Public Service Co. of Oklahoma v. Crane Co.

48 F.R.D. 424 | N.D. Okla. | 1969

ORDER

DAUGHERTY, District Judge.

The Defendant Black & Veatch, Consulting Engineers, a partnership, moves to make certain insurance companies, who have paid a part but not all of Plaintiff’s loss, additional parties plaintiff herein pursuant to Rule 17(a), F.R. Civ.P., 28 U.S.C.A. The Defendant Crane Company supports said Motion. The Plaintiff Public Service Company of Oklahoma opposes the Motion. The issue presented by this Motion has been briefed by the parties involved.

Our Circuit has held in Gas Service Company v. Hunt, 183 F.2d 417 (10 Cir. 1950), that upon timely motion insurance companies possessing substantive rights in the litigation by way of subrogation should be joined as parties plaintiff pursuant to Rule 17(a), F.R.Civ.P. Other Courts have reached the same conclusion1 but other courts have disagreed,2 particularly when the action is brought by the insured and a state rule prohibits the splitting of causes of action in tort. Oklahoma has such a prohibition. Lowder v. Oklahoma Farm Bureau Mutual Insurance Co., 436 P.2d 654 (Okl. 1968). Under Oklahoma law if this case were proceeding in the state courts of Oklahoma (it is here only because of diversity) the insurance companies would not be necessary parties plaintiff, need not be joined by the Plaintiff and the Defendant by motion could not require their joinder. Travelers Insurance Company v. Leedy, Okl., 450 P.2d 898 (1969) (Mandate issued March 13, 1969); McMahan v. McCafferty, 205 Okl. 656, 240 P.2d 443 (1952); Stanley v. Sweet, 202 Okl. 448, 214 P.2d 906 (1950).

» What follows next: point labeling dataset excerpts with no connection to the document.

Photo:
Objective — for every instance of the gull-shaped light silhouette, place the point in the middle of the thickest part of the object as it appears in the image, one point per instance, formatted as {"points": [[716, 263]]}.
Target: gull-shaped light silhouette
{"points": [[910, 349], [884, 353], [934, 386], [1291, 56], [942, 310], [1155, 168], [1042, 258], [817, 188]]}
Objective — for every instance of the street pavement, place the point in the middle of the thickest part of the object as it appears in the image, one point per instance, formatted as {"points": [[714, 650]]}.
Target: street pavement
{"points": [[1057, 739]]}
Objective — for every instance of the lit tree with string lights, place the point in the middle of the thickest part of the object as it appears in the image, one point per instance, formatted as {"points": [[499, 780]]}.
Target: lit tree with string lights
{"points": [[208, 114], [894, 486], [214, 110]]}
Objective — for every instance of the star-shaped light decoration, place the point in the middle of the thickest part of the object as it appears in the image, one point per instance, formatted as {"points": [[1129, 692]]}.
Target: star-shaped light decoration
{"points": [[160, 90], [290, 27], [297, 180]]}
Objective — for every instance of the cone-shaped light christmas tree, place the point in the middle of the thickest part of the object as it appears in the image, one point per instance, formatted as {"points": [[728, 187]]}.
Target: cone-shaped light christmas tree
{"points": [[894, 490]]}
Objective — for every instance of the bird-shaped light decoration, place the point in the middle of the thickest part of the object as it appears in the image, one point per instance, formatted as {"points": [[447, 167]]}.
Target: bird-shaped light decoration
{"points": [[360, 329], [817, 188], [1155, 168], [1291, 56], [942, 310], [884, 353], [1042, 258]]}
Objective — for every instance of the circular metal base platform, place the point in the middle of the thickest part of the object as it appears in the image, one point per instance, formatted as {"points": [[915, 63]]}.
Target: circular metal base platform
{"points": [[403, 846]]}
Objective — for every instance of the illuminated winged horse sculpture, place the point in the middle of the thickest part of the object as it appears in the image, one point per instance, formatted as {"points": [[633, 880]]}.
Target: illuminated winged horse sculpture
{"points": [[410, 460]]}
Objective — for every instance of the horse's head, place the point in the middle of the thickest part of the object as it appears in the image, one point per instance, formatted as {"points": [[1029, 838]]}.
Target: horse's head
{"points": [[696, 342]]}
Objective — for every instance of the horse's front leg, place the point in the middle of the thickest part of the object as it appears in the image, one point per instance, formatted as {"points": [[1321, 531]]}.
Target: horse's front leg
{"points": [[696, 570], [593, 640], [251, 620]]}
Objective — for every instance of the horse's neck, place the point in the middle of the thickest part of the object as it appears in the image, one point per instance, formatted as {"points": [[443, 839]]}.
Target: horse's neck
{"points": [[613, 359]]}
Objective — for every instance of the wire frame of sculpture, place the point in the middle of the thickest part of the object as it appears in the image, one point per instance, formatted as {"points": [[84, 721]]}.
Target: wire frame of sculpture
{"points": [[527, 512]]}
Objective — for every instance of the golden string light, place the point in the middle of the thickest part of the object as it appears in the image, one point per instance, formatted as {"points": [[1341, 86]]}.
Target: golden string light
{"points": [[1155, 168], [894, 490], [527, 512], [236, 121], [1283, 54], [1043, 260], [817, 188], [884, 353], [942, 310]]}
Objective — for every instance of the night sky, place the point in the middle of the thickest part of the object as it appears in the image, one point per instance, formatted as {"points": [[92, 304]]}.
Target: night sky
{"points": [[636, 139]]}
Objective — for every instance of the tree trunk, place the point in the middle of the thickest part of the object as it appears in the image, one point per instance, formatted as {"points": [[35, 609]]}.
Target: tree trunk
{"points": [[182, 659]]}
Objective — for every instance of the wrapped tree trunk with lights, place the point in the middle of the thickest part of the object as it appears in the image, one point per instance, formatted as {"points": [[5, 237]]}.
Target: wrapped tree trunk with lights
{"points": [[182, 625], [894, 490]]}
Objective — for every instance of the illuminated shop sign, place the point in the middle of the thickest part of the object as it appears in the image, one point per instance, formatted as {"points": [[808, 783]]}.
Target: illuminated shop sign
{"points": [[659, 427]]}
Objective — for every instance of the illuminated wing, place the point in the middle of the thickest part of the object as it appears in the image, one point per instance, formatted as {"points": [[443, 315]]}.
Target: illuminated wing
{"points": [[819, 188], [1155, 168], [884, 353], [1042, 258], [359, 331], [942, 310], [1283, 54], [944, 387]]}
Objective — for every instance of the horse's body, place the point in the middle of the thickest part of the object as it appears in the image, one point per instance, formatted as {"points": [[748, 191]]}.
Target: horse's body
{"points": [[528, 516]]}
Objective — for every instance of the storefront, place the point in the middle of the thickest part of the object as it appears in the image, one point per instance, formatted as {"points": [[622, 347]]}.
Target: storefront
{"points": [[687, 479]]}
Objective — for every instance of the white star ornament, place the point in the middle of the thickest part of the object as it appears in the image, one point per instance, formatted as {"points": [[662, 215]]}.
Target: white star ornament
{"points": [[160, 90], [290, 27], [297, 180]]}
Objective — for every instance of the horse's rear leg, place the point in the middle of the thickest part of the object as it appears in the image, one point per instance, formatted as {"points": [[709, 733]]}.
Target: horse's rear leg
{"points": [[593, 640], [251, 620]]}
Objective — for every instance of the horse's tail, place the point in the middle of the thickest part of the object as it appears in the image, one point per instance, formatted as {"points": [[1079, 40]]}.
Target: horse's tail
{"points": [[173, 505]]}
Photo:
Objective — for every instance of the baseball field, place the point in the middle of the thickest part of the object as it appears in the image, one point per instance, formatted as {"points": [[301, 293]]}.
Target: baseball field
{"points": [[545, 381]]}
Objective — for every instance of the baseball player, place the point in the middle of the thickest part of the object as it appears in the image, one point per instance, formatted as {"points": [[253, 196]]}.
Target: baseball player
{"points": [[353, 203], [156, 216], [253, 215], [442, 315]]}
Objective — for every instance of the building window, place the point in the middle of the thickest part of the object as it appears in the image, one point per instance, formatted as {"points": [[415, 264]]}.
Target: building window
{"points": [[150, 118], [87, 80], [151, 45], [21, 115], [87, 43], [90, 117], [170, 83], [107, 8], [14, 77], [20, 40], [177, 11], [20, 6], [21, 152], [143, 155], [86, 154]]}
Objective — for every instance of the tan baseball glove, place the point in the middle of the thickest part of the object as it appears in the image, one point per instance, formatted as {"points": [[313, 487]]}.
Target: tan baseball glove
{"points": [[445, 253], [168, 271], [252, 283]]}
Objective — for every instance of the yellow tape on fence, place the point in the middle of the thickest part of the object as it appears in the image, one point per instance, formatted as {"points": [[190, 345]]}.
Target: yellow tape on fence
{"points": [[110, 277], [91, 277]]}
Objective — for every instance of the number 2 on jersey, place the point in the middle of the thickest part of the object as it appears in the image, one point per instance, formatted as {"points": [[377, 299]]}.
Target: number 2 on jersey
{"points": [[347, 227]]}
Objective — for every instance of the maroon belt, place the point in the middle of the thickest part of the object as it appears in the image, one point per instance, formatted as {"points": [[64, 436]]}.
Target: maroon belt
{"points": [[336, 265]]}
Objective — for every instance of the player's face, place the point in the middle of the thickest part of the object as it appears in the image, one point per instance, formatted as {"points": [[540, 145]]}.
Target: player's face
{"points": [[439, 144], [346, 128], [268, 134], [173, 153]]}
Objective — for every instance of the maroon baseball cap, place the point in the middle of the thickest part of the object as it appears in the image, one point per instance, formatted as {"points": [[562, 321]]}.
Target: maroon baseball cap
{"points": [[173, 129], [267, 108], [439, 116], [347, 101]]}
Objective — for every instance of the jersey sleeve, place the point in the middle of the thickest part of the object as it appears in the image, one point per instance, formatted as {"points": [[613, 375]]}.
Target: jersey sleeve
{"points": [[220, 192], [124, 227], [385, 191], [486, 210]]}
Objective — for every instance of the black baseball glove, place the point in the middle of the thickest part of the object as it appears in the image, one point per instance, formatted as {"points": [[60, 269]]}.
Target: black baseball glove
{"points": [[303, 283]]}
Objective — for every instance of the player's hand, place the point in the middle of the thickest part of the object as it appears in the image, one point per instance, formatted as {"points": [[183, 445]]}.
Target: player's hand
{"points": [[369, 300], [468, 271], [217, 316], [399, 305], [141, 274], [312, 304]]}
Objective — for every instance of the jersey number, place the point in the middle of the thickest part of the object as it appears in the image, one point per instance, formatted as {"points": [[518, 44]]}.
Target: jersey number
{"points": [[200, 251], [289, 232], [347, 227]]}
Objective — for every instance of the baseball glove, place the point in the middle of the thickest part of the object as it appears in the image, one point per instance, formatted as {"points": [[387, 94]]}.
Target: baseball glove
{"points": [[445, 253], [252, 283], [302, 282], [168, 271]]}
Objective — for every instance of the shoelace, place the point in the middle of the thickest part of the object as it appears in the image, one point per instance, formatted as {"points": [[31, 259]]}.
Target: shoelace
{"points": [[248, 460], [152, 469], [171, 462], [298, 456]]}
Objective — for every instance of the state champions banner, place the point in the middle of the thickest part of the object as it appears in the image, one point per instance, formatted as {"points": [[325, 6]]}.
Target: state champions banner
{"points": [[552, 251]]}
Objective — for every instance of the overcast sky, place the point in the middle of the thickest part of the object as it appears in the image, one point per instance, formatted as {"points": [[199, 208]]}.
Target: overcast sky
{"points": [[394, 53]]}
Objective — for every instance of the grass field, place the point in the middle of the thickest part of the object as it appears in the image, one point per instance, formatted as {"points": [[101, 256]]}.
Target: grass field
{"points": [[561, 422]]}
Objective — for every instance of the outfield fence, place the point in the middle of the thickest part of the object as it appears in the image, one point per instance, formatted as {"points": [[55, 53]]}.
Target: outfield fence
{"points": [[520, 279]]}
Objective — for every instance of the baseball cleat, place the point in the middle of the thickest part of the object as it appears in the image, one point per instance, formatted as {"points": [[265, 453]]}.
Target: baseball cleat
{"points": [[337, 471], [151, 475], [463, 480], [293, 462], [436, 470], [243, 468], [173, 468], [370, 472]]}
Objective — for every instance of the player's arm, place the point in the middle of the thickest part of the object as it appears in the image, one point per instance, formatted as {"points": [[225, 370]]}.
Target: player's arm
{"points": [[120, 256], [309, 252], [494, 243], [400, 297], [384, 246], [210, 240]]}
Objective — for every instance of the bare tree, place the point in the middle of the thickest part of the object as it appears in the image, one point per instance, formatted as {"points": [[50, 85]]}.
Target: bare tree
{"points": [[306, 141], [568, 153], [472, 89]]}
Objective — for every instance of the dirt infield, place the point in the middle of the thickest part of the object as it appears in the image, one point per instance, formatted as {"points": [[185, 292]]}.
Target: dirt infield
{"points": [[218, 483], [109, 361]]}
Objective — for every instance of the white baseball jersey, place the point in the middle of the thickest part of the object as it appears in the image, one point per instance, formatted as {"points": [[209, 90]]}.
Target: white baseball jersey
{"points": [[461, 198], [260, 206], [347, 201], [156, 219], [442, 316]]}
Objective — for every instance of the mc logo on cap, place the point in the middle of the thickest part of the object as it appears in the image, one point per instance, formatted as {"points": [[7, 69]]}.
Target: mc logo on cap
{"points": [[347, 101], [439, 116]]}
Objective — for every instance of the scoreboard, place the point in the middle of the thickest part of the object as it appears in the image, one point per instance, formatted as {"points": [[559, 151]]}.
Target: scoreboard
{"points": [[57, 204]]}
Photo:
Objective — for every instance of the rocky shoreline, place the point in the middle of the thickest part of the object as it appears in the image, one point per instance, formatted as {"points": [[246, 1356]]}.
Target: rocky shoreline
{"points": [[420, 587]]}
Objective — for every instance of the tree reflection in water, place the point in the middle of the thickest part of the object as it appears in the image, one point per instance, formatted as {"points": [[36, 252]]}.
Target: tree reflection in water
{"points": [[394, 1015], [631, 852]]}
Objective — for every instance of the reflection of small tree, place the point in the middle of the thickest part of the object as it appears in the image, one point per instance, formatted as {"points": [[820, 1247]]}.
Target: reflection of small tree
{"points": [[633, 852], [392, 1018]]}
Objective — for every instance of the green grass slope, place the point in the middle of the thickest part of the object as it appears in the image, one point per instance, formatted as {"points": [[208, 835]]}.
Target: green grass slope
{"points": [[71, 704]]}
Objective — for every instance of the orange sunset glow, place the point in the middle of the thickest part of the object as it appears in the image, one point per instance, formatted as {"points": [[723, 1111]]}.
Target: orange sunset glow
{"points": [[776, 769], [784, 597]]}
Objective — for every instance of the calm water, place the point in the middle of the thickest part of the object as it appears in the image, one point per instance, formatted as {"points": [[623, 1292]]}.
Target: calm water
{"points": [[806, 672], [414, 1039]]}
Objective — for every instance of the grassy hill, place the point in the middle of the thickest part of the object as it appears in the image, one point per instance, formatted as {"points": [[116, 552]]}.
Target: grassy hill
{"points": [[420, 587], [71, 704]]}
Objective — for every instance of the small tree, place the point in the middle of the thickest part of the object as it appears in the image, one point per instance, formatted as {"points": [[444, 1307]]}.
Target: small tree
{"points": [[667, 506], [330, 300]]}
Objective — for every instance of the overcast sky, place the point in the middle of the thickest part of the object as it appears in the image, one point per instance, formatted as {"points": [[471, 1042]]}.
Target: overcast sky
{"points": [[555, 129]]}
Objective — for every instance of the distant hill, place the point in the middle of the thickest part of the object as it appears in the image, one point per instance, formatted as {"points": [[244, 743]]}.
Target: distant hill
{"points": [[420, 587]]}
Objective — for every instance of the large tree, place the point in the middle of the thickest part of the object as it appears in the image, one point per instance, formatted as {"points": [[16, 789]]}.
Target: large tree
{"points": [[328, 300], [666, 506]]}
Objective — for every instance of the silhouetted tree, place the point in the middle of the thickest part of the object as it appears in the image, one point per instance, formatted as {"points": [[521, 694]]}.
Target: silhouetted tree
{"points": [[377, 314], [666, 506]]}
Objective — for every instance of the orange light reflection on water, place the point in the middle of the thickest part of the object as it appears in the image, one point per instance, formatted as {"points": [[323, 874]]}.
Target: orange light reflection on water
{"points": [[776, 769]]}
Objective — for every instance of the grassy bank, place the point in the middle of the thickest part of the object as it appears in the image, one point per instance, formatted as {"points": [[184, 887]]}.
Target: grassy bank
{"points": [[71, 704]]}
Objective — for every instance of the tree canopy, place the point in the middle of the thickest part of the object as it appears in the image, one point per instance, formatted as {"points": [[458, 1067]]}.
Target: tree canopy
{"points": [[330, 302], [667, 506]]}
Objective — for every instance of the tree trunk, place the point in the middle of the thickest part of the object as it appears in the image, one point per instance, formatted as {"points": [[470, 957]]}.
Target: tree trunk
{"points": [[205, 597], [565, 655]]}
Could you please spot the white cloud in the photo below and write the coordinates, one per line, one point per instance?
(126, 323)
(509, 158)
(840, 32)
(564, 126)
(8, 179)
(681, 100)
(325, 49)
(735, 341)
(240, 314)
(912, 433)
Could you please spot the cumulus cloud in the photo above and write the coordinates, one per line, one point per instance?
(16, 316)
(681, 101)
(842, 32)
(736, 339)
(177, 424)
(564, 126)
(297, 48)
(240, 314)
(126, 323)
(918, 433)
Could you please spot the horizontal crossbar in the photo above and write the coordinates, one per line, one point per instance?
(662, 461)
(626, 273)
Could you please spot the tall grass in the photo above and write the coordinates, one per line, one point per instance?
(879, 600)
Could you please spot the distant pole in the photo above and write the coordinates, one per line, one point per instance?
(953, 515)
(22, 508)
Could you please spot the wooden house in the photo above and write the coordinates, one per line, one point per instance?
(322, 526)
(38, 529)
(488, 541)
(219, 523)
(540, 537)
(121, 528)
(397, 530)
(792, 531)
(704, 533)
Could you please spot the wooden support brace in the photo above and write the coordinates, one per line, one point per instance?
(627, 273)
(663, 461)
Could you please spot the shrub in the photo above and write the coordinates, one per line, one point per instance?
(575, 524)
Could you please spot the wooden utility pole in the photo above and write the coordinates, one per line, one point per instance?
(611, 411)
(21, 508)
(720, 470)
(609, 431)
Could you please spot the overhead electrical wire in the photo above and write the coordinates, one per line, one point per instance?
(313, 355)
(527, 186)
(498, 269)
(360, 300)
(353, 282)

The Court is constrained to follow Gas Service Company v. Hunt, supra, as the announced rule of this Circuit and grant the Motion under consideration. Plaintiff’s position that the insurance companies are not real parties in interest in this case runs afoul of Gas Service Company v. Hunt as the Motion under consideration is deemed to be timely made and no argument is made that it is not. In granting the Motion, the Court would hope that our Circuit would see fit to overrule Gas Service Company v. Hunt for prospective application in cases where the insured brings the action for the entire loss and a rule prohibits another suit by anyone having an interest in the Plaintiff’s cause of action. This will permit the parties to litigate their controversy strictly on its merits without the presence of an insurance company as a party to the action and the strong possibility that such presence will generate prejudice or favoritism in the jury process. Such a rule is nothing more than giving a plaintiff the same benefit of freedom from prejudice and favoritism before the jury regarding an insurance company as a party to the litigation which is afforded a defendant by the familiar rule that his insurance carrier may not be made a *426party defendant even though such carrier has, perhaps, the complete interest or liability in the case and will pick up the entire tab including the cost of defense.

With the foregoing expression of hope for a future change by our Circuit in the rule announced in Gas Service Company v. Hunt, supra, the Motion of Defendant Black & Veatch is granted and said Defendant may take the necessary action to bring in the insurance companies as additional parties plaintiff under the authority of Gas Service Company v. Hunt, supra.

. National Garment Company v. New York C. & St. L. R. Company, 173 F.2d 32 (Eighth Cir. 1949) ; Koepp v. Northwest Freight Lines, 10 F.R.D. 524 (D.C.Minn. 1950).

. Braniff Airways v. Falkingham, 20 F.R.D. 141 (D.C.Minn.1957) ; King v. Cairo Elk’s Home Association, 145 F. Supp. 681 (E.D.Ill.1956) ; DeWitt v. Quarterback Sports Federation, Inc., 45 F.R.D. 252 (D.C.Minn.1968) ; Ellsaesser v. Mid-Continent Cas. Co., 195 Kan. 117, 403 P.2d 185 (1965), 13 A.L.R. 3d 133; and see excellent annotation at 13 A.L.R.3d 140 and dissent of Circuit Judge Burger in City Stores Co. v. Lerner Shops of District of Columbia, Inc., 133 U.S.App.D.C. 311, 410 F.2d 1010 (1969).